When my mother and I arrived, the woman who was her apprentice back then was already there. Probably twenty-four or twenty-five years old at the time, Heather Reed had already helped my mother deliver close to forty babies at home; when we walked into the bedroom, she was calmly telling Lori to imagine the view her baby had of the uterus at that moment.
My mother was nothing if not hygienic, and after she had said hello she went straight to the Pines' bathroom to wash up. She would probably spend ten full minutes scrubbing her hands and soaping her arms before she would place her palms softly upon a woman's stomach, or pull on a pair of thin rubber gloves and explore a laboring mother's cervix with her fingers.
When she emerged from the bathroom, she asked Lori to lie back so she could see how she was doing. Lori and David's two small sons had already been taken up the road to their uncle's house, while their aunt--Lori's sister--was here, rubbing Lori's shoulders through the blanket. David had just returned from the kitchen, where he had been preparing tea made from an herb called blue cohosh, which my mother believed helped to stimulate labor.
Lori lay back on the bed, and as she did her blanket fell away and I saw she was naked underneath it. I had assumed she wouldn't be sleeping in pajamas with pants like me, but it hadn't crossed my mind as I stood in the bedroom that she wouldn't be wearing a nightgown like my mother, or perhaps a big T-shirt of the sort my mother and I both slept in on hot summer nights.
Nope, not Lori Pine. Buck naked. And huge.
Lori Pine had always been a big woman in my eyes. She towered over me more than most moms when we would find ourselves standing together at the front register of the Reddington General Store, or in the crowded vestibule before or after church. Her boys were younger than I, one by two years and one by four, so I had no contact with her at school. But I did seem to find her standing near me often, and I had this fear at the time that if I ever needed to get past her in an emergency, she would plug up the entire doorway, an ample, spreading, broad-bottomed plug of a woman.
In a real emergency, I now imagine, Lori Pine would actually have used her size to whisk me up and out of danger, tossing me through an exit or doorway with the same ease with which I throw my cats outside the house in the morning.

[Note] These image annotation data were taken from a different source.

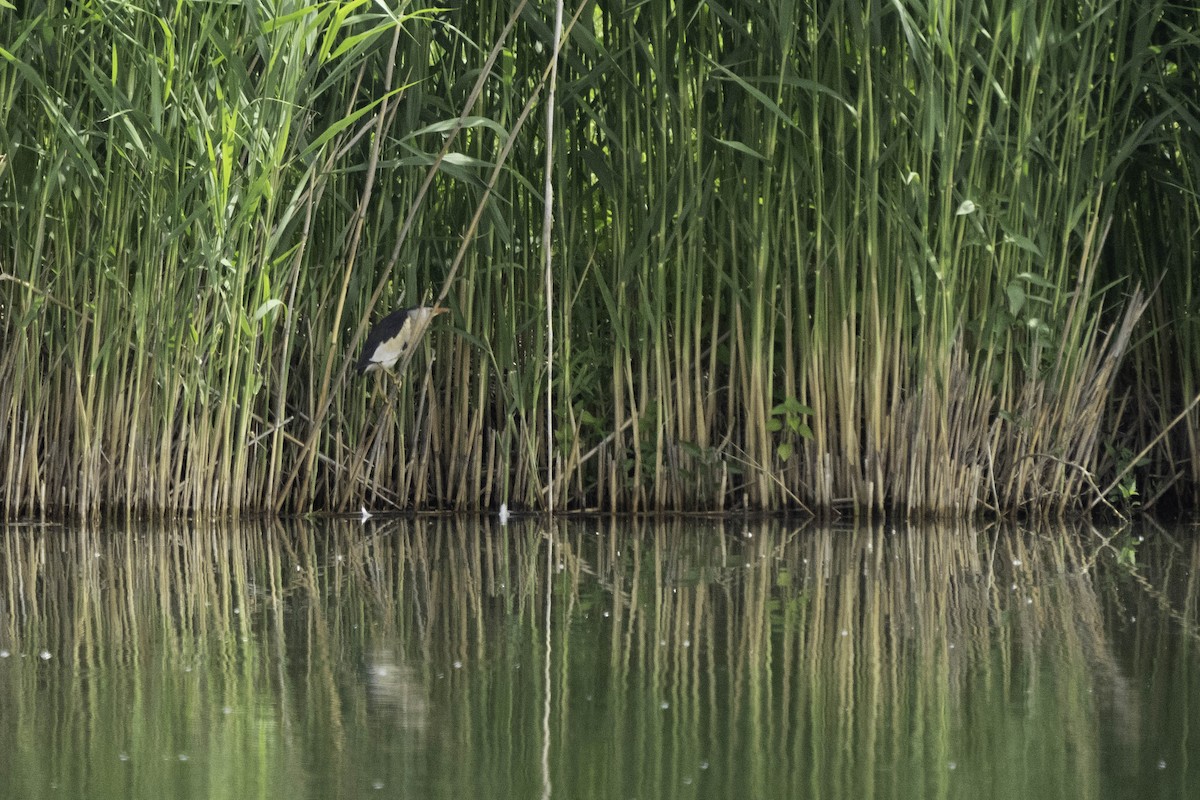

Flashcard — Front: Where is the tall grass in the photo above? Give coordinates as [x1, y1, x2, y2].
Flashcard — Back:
[0, 0, 1200, 516]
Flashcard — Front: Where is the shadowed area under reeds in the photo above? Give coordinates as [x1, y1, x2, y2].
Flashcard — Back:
[0, 0, 1200, 519]
[0, 521, 1200, 800]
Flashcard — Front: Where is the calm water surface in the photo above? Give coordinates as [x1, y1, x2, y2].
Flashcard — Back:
[0, 519, 1200, 800]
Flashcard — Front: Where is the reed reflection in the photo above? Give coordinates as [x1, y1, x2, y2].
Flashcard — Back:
[0, 519, 1200, 798]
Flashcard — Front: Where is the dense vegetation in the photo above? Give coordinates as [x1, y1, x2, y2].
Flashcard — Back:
[0, 0, 1200, 516]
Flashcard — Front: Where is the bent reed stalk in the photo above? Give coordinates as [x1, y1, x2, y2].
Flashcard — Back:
[0, 0, 1200, 517]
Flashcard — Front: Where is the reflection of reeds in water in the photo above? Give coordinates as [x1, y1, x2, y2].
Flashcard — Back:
[0, 521, 1200, 796]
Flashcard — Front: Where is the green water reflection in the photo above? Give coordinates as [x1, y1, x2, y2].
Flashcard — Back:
[0, 521, 1200, 800]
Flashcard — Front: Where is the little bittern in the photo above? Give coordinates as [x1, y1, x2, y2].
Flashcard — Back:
[356, 306, 450, 373]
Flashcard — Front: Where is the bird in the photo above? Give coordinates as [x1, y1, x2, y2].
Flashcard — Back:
[355, 306, 450, 374]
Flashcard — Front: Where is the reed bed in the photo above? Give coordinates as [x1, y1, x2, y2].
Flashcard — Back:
[0, 0, 1200, 517]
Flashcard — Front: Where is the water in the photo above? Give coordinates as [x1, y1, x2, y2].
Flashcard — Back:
[0, 518, 1200, 800]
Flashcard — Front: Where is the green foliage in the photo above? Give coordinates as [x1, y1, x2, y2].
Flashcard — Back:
[0, 0, 1200, 515]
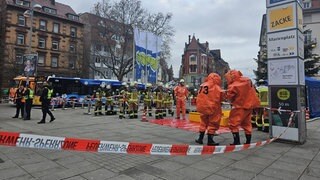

But what struck me most when I saw Lori Pine naked on her bed was simply her pregnant belly. That's what I saw, that's what I remember: a massive fleshy pear that sat on her lap and protruded as high as her bent knees, with a small nub in the middle that reminded me of those buttons that pop from the breasts of fully cooked chickens or turkeys. I didn't know then that a pregnant belly was a pretty solid affair, and so I expected it to flatten and slip to her sides like a dollop of mayonnaise when she lay back; when it didn't, when it rose from t
he bed like a mountain, I stared with such wonder in my eyes that Lori rolled her face toward me and panted what I have since come to believe was the word "Condoms."
I've never figured out whether the word was meant for me as a piece of advice that I should take to heart, as in "Demand that your man always wear a condom so you don't end up trying to push a pickle through a straw," or as a warning against that particular form of contraception: "This is all the fault of a condom. There are better forms of birth control out there, and if I'd had any sense at all, I'd have used one."
Whether Lori Pine really did say the word condoms or something else or merely my name when she saw me standing there--my name is Constance, but at a young age I learned to prefer Connie--I'll never know. I like to believe she said condoms; so many other beliefs shatter when we grow up, I want to keep this one intact.
In any case, whatever she said made everyone in the room aware of the fact that I was there, leaning against the wall.
"Do you mind if she stays, Lori?" my mother asked, nodding slightly in my direction. "Tell me honestly."
Lori's husband took her hand and stroked it, adding, "She could join the boys at their uncle's, you know. I'm sure Heather wouldn't mind driving her up there."